The Patient Protection and Affordable Care Act (PPACA) is midway through its second year, and its impact is mixed, said Peter W. Carmel, MD, president of the American Medical Association and chair of neurosurgery at New Jersey Medical School in Newark.

"PPACA is an historic victory, but like so many victories, it is imperfect," said Carmel. "Serious challenges remain." Most importantly, he said, PPACA failed to repeal the sustainable growth rate formula (SGR).

"The bottom line is that it is impossible for this nation to climb out of its fiscal hole if we don't address the broken Medicare system," said Carmel, noting that the costs of repealing the SGR have risen from $48 billion in 2005 to $300 billion this year and are projected to reach $600 billion in 2016.

8. Beyond pretty pictures—the case for quantitative image analysis

Molecular medicine, evidence-based medicine and personalized medicine all require some form of quantitative or objective data to inform therapeutic decision making, said Daniel C. Sullivan, MD, professor of radiology at Duke University in Durham, N.C. He interviewed a series of clinicians and researchers who shared that anatomic data does not always suffice for their clinical needs.

Sullivan outlined a role for quantitative imaging in chronic obstructive pulmonary disease, oncology and Alzheimer's disease.  

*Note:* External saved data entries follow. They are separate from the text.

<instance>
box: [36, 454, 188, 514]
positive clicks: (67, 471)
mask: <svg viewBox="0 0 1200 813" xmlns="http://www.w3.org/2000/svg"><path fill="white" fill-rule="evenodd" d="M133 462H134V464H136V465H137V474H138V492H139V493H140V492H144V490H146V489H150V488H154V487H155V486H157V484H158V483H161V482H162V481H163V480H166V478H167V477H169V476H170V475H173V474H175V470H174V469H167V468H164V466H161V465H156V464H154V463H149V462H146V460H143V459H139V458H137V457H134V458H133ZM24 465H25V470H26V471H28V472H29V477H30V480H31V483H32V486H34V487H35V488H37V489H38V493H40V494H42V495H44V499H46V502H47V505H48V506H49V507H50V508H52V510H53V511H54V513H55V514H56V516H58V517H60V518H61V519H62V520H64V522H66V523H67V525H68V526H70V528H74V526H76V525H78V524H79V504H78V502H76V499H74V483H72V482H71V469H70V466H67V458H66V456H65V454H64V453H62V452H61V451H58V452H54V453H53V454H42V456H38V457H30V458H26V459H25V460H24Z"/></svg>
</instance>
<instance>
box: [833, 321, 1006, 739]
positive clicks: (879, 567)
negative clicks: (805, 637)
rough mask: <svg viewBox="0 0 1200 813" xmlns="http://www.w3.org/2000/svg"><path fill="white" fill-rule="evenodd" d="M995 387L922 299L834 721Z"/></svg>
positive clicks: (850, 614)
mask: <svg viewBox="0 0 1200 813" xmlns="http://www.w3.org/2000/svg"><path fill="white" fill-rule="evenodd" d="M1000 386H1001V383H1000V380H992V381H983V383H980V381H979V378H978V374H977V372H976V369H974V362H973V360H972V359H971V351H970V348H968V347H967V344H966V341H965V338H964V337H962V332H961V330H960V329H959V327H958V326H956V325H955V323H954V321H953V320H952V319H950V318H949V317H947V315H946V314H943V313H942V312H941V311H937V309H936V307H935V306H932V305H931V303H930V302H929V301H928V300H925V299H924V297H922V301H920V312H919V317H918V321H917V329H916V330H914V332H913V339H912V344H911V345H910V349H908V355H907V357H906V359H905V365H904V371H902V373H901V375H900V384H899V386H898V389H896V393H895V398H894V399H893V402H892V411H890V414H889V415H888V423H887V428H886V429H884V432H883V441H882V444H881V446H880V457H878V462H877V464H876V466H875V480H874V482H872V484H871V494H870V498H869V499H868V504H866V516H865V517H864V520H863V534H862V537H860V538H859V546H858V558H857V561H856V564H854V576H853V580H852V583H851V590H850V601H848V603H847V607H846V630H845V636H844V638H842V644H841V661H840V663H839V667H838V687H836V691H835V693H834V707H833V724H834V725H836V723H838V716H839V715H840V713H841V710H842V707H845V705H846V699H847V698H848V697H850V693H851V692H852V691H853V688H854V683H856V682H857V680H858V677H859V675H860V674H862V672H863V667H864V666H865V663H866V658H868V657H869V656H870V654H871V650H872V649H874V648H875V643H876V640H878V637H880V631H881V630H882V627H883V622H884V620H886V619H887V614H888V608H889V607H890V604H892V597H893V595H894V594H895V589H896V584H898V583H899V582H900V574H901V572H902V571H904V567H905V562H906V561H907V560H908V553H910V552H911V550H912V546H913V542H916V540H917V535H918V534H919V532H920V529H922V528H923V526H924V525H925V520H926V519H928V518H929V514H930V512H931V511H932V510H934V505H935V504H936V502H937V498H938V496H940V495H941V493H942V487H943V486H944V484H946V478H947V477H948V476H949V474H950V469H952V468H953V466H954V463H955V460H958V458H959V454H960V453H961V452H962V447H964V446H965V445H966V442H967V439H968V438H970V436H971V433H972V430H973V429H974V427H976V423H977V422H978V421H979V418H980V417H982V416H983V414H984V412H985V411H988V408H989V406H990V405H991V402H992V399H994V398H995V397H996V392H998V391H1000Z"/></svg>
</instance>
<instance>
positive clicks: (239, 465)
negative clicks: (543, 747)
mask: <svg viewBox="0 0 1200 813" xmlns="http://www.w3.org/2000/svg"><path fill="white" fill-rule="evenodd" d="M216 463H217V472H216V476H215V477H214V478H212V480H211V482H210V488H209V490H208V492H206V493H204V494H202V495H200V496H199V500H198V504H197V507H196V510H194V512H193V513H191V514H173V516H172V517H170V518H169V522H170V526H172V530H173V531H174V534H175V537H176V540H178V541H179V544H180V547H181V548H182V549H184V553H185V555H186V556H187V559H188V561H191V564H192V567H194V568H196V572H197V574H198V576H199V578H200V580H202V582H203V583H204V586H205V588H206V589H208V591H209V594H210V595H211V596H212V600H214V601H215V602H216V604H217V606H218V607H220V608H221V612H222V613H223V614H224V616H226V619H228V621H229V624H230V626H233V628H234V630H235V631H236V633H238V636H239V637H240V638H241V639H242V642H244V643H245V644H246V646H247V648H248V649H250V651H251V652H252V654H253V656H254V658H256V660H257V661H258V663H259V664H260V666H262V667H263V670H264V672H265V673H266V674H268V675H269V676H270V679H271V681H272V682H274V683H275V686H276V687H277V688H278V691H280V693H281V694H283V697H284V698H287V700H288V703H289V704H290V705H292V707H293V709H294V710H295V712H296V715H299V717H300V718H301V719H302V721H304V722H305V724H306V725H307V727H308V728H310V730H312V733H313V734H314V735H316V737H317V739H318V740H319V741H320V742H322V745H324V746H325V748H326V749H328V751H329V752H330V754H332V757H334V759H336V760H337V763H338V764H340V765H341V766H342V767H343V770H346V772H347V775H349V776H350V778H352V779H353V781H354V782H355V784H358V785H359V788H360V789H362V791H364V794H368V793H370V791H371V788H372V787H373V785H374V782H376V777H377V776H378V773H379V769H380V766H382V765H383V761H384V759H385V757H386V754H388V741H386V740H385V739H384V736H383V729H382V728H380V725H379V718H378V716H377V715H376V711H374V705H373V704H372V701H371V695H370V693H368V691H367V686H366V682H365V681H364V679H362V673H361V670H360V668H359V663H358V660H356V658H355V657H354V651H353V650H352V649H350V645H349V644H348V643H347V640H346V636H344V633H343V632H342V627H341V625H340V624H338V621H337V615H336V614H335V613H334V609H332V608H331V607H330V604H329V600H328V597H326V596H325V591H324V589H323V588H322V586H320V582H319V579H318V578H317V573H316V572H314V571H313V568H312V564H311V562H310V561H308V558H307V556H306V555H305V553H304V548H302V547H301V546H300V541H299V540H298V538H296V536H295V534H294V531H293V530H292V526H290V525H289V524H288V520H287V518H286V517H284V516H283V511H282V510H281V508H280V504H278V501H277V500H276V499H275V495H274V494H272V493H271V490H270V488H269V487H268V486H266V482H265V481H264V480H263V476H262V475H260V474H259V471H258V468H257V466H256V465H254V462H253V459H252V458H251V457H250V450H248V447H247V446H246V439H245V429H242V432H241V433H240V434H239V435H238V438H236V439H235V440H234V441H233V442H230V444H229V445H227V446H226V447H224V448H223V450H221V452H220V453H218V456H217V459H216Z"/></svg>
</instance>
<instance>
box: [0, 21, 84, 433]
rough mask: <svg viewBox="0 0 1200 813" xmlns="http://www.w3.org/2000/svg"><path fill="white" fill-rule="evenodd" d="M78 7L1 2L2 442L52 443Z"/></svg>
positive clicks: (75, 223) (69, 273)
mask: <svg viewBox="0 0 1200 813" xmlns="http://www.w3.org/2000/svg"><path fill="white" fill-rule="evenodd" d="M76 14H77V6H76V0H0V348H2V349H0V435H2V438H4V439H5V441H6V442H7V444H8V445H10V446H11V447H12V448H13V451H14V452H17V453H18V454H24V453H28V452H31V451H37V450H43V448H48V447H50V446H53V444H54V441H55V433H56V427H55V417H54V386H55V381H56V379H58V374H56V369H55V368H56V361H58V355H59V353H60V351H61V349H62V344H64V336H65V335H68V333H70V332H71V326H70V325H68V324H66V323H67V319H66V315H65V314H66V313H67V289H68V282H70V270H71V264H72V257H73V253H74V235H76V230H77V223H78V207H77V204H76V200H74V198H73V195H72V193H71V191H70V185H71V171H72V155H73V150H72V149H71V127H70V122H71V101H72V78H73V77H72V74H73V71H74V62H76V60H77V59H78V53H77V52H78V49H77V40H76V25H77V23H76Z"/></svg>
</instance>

9. The secret to patient-centric radiology? Treat patients as VIPs

Treating patients as VIPs, personal greetings from radiologists and a spa-like atmosphere are the hallmarks of patient-centered radiology facilities, according to Volney Van Dalsem, MD, medical director of outpatient imaging at Stanford University in Stanford, Calif.

Stanford's efforts to build a patient-centered experience have been met with extremely positive reactions from patients and referring physicians, he said, but the facility has become somewhat of a victim of its own success. There has been an increase in volume and the interpretive workload has diminished time with patients. The facility is now experimenting with process adjustments and conducting a three-year study into further optimizing its patient-centered radiology approach.

10. Stress EKG or echo followed by CCTA is most cost effective for CAD evaluations

Due to changes in CPT coding and fee schedules that have reduced reimbursement for stress tests and coronary CT angiography (CCTA) in the 2009 through 2011 Medicare fee schedules, triage strategies that begin with stress EKG or stress echocardiography and progress to CCTA (if the stress test is positive) represent the least expensive options, and are more cost-effective relative to strategies that utilize myocardial perfusion scintigraphy, according to Ethan J. Halpern, MD, a diagnostic radiologist at Thomas Jefferson University Hospitals in Philadelphia.